Although the amount of use is not specifically limited, the
surfactant is preferably used in a range of 0.3 to 10 parts by
weight per 100 parts by weight of the phenolic resin
composition.
EXAMPLES
[0078] The present invention will be described in more detail using
Examples and Comparative Examples. However, the present invention
is not limited thereto.
Example 1
[0079] In a reactor, 5000 g of 37% by weight formaldehyde (special
grade reagent, available from Wako Pure Chemical Industries, Ltd.)
and 3000 g of 99% by weight phenol (special grade reagent,
available from Wako Pure Chemical Industries, Ltd.) were charged
and agitated by a propeller agitator. The temperature in the
reactor was adjusted to 40.degree. C. by a temperature controller.
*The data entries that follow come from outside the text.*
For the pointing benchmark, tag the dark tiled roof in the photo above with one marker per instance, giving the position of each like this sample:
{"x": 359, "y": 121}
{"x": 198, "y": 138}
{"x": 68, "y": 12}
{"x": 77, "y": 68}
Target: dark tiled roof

Then, 50% by weight of an aqueous solution of sodium hydroxide was
added in an amount of 60 g, and the temperature of the reaction
liquid was raised from 40.degree. C. up to 85.degree. C., which was
maintained for 110 minutes. Then, the reaction liquid was cooled to
5.degree. C. The resultant reaction liquid was designated as
phenolic resin A. Meanwhile, 1080 g of 37% by weight formaldehyde,
1000 g of water, and 78 g of 50% by weight of an aqueous solution
of sodium hydroxide were added to another reactor, and 1600 g of
urea (special grade reagent, available from Wako Pure Chemical
Industries, Ltd.) was added thereto, followed by agitation with a
propeller agitator. The liquid temperature in the reactor was
adjusted to 40.degree. C. by a temperature controller. The
temperature of the reaction liquid was raised from 40.degree. C. up
to 70.degree. C., which was maintained for 60 minutes. The
resulting reaction liquid was designated methylolurea U. Next, 8060
g of phenolic resin A was mixed with 1350 g of methylolurea U, and
the liquid temperature was raised to 60.degree. C., which was
maintained for one hour. The reaction liquid was then cooled to
30.degree. C. The reaction liquid was neutralized to pH 6 with 50%
by weight of an aqueous solution of para toluene sulfonic acid
monohydrate. The reaction liquid was dehydrated at 60.degree. C.
The viscosity and water content of the reaction liquid were
measured. Then, the viscosity at 40.degree. C. was 5700 mPas, and
the water content was 5% by weight. This was designated as phenolic
resin A-U-1.
[0080] Next, a block copolymer of ethylene oxide-propylene oxide
(BASF, trade name "Pulronic F127") was mixed as a surfactant in an
amount of 4 parts by weight relative to 100 parts by weight of
phenolic resin A-U-1, resulting in a phenolic rein composition B.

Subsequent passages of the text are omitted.